I also like how the film keeps launching one little surprise after another and the way that it switches between odd-couple-inspired humor and – later in the film – heart tugging personal tragedy is an achievement in itself.  That, and Schreier and Ford are shrewd here for rarely try to mock the world they envision; they opt to evoke a small-scale, but sweeping credibility in Frank’s futuristic landscape and forge a tangible bond between him and his highly unlikely and resourceful companion.  The robot may just be a dutifully programmed servant for Frank, but it fosters and nurtures a bond with him based on loyalty and trust.  Even when Frank’s plan for his next big score seems unethical, the robot still devotedly remains at his side. 
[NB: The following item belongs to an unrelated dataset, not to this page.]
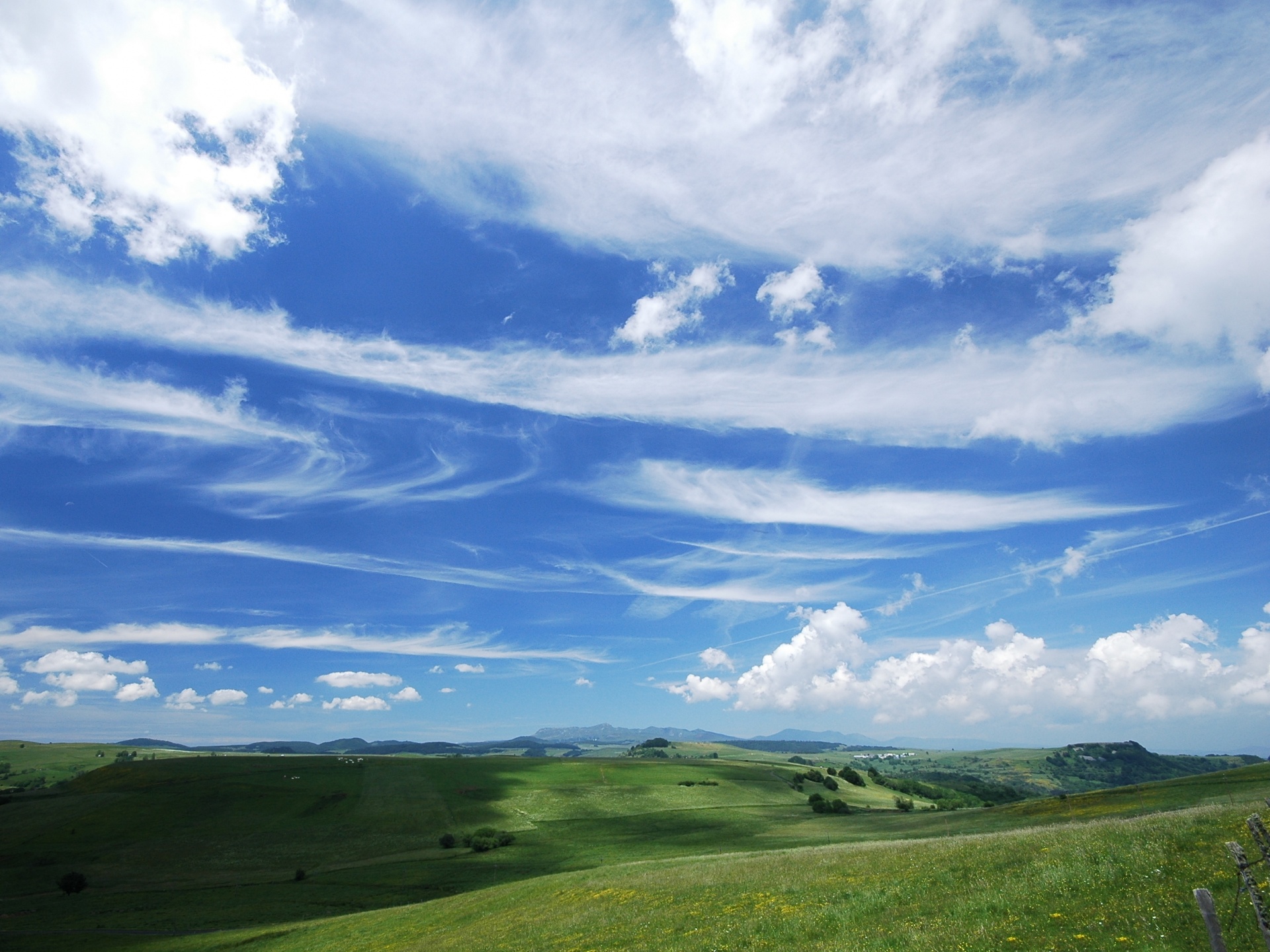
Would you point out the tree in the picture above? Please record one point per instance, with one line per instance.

ROBOT AND FRANK makes a few missteps, like with a largely underwritten role of Frank’s bohemian and travel-hungry daughter (played kind of blandly by Liv Tyler) that causes some momentary complications with his heist plans, not to mention that Jeremy Strong’s obnoxious hipster character is a laughably one-note and cartoonish protagonist that’s never really a threatening presence.  Yet, I was so won over by FRANK AND ROBOT that I grew less and less conscious of its faults and just allowed myself to be taken in by it.  With the wrong frame of mind going it, the film will easily turn off a lot of cynical filmgoers, but I found that it was cunningly crafted in the way it both touched me and made me laugh.  For a film about a man afflicted with Alzheimer’s and his camaraderie with his robotic friend to achieve that deserves merit.